Unless you arrive with a full-time gig lined up, you have to start from scratch; meeting people, jamming, building relationships, and working for little or nothing at first. If you’re already good at what you do it doesn’t take as long as someone starting out for the first time, but it still takes a while.
And it always takes longer than you think it will.
Surviving that frustrating dearth of gigs (emotionally and financially) is the ultimate humblemaker. A profound reminder of how much you want to play and that you’ll do anything to be working consistently again.
I remember in my early London days catching a train over an hour south lugging my upright bass and GK combo amp to play a 3-hour jazz gig, making a whopping £20, which was half eaten up in return train tickets.Â
I’ve played many a free gig in Nashville since moving there in 2014, learning 12+ songs on bass, memorizing backing vocal parts, and doing at least one rehearsal, to sometimes walk away with nothing or barely enough to cover the cost of the beer drunk at the gig and the gas it took to get there.
I still play free gigs now, and I think it would be a tragedy if musicians only accepted big money gigs, forgetting that sometimes it’s nice just to play music for music’s sake.
But there is a distinct difference between accepting an unpaid gig because it’s something you know will bring you creative joy and accepting a low/no pay gig because you feel you’re not in a position to turn anything down.
I distinctly remember the first gig I politely refused in each of the places I’ve lived. The first time I was in a stable enough financial position to weigh the music, effort, and money and decide that it wasn’t something I wanted to do.
The first few years of life in every new city I moved to was spent saying yes to absolutely everything. Regardless of the music, despite the lack of decent money, and knowing that if I started to calculate how much time I was putting in with song preparation and travel the resulting hourly rate would make me blanch.
So the first time I was able to actually choose to say no felt like a momentous occasion.Â
I still see great value in all those first gigs - they became the stepping stones of a long meandering path that has led me to some of the best music I’ve ever played, some of the most amazing people I’m lucky enough to now call friends and wonderful life experiences I will never forget.

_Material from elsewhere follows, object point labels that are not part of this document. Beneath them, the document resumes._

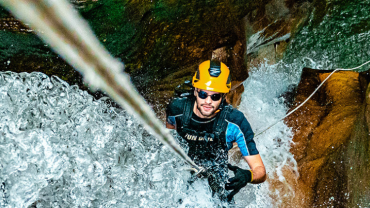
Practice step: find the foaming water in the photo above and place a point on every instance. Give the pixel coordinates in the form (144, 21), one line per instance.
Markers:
(60, 147)
(263, 105)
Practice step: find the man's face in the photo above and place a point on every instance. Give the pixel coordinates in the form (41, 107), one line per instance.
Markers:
(206, 107)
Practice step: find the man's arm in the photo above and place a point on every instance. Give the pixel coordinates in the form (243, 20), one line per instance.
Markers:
(169, 126)
(257, 168)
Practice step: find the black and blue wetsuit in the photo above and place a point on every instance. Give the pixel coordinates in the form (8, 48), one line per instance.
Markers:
(209, 140)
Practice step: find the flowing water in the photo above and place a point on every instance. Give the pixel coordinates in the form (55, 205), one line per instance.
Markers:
(61, 148)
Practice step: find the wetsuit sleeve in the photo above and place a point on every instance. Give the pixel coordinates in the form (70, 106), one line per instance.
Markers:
(240, 131)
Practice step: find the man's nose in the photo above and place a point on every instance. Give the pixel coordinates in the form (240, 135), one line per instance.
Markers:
(208, 99)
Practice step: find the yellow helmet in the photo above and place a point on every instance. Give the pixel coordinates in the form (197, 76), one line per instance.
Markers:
(213, 76)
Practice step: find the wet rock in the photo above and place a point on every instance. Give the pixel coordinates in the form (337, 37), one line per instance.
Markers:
(323, 128)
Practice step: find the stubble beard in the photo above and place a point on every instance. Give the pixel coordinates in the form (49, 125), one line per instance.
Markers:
(205, 114)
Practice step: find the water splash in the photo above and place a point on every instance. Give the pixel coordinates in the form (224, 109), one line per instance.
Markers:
(263, 104)
(60, 147)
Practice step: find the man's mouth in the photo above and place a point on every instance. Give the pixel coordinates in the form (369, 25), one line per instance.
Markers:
(207, 108)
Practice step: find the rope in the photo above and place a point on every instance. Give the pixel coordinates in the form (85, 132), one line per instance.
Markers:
(339, 69)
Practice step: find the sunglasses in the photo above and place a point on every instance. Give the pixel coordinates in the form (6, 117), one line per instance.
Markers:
(204, 95)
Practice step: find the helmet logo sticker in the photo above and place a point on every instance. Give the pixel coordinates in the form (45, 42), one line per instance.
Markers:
(214, 69)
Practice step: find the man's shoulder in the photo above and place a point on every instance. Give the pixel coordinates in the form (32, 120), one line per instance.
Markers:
(236, 117)
(176, 106)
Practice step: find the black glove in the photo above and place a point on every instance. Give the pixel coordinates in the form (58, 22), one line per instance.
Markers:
(242, 177)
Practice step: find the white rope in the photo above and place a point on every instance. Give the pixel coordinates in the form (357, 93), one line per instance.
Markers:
(339, 69)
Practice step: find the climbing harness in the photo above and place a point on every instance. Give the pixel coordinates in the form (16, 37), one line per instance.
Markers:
(339, 69)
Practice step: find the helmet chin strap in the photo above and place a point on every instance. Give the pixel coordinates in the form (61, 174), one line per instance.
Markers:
(220, 106)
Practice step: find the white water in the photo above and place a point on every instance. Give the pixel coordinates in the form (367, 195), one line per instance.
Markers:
(59, 147)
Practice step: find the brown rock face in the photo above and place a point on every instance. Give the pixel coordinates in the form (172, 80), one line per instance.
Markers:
(322, 132)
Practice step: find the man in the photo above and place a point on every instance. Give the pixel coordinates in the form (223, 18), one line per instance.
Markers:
(210, 127)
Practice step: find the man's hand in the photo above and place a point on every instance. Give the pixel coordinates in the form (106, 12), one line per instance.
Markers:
(242, 177)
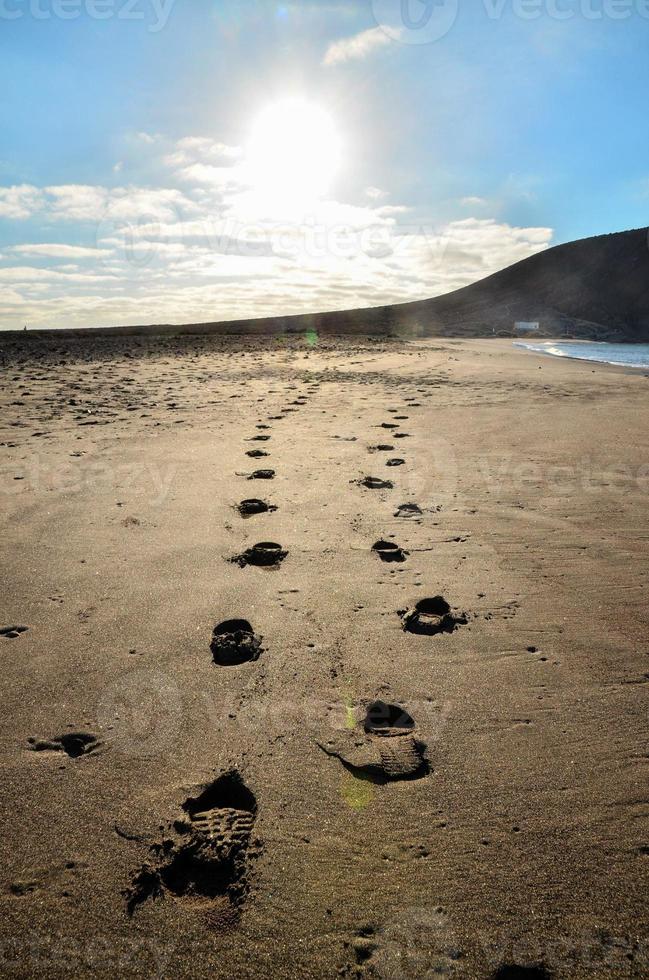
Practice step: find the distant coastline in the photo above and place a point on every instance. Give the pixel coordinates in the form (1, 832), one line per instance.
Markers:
(628, 355)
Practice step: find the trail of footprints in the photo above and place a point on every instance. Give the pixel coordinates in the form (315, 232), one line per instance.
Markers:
(205, 854)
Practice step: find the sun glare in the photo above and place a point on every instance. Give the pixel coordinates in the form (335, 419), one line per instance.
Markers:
(293, 154)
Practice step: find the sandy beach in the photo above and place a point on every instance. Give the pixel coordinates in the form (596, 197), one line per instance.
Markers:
(400, 789)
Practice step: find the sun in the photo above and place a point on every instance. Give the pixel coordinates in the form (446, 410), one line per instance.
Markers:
(293, 154)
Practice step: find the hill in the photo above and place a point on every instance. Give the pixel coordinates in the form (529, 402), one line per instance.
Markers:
(596, 288)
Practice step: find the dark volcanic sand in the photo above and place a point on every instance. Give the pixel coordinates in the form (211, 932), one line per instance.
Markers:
(169, 815)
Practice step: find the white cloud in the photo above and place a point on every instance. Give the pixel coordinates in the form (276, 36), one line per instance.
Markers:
(201, 149)
(474, 202)
(218, 250)
(59, 251)
(375, 193)
(357, 47)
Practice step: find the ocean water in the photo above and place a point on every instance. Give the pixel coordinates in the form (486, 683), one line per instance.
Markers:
(624, 355)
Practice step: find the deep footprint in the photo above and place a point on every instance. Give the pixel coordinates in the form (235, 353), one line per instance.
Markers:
(266, 554)
(431, 616)
(408, 510)
(234, 642)
(12, 632)
(248, 508)
(510, 971)
(262, 475)
(374, 483)
(74, 744)
(389, 552)
(389, 750)
(387, 719)
(205, 856)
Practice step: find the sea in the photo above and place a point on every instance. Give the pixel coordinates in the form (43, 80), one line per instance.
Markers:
(623, 355)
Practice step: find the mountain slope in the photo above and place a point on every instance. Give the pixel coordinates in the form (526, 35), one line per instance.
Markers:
(594, 288)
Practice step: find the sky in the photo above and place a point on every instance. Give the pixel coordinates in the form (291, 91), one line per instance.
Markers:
(178, 161)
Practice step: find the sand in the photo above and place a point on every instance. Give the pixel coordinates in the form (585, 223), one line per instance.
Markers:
(184, 803)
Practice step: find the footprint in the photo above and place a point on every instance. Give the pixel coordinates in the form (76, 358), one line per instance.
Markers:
(234, 642)
(74, 744)
(511, 971)
(374, 483)
(12, 632)
(409, 510)
(431, 616)
(389, 750)
(248, 508)
(204, 858)
(387, 719)
(389, 552)
(266, 554)
(262, 475)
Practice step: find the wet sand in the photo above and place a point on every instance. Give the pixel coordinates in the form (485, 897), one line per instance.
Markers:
(347, 782)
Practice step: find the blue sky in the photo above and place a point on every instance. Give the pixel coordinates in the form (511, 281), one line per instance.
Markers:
(467, 135)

I think complacency and entitlement are dangerous things, and maybe other people can ward them off without throwing themselves to the bottom of the heap in a new place, but I’ve needed the periodic reminder of how much I’m willing to go through just for the mere opportunity of being able to play music for a living to serve as an important ego check.
It’s healthy to remember that at the end of the day you don’t play gigs because you want X amount of dollars per night or your name in a certain size font above someone else’s on the poster - you play gigs and work as a musician because you love it and because nothing else makes you anywhere near as happy.
And if you’re having trouble remembering that, I highly recommend packing your bags and moving somewhere new. Drop yourself to the bottom of the pile and you’ll quickly remember to be grateful that you’re playing at all.
Have you started over somewhere new? What did the experience teach you about yourself?
I moved to the San Francisco bay area in my mid-twenties, with a wife and kid, and no job promises. This was the hardest thing I ever did! I had grown up in the Chicago area, and already had a start in the music business; but after spending 2 years in a warmer climate (Paris, France) with a traveling band, I wasn't ready to spend my whole life in freezing weather! There were moments when I wanted to give up and go back; but I will never forget, a fellow musician from Chicago wrote me a letter, encouraging me to stick it out. It took me 3 years to establish my career. I have consequently come up with "the 3-year success cycle" theory, which helped me in future years. I will be writing more about this in my newsletter.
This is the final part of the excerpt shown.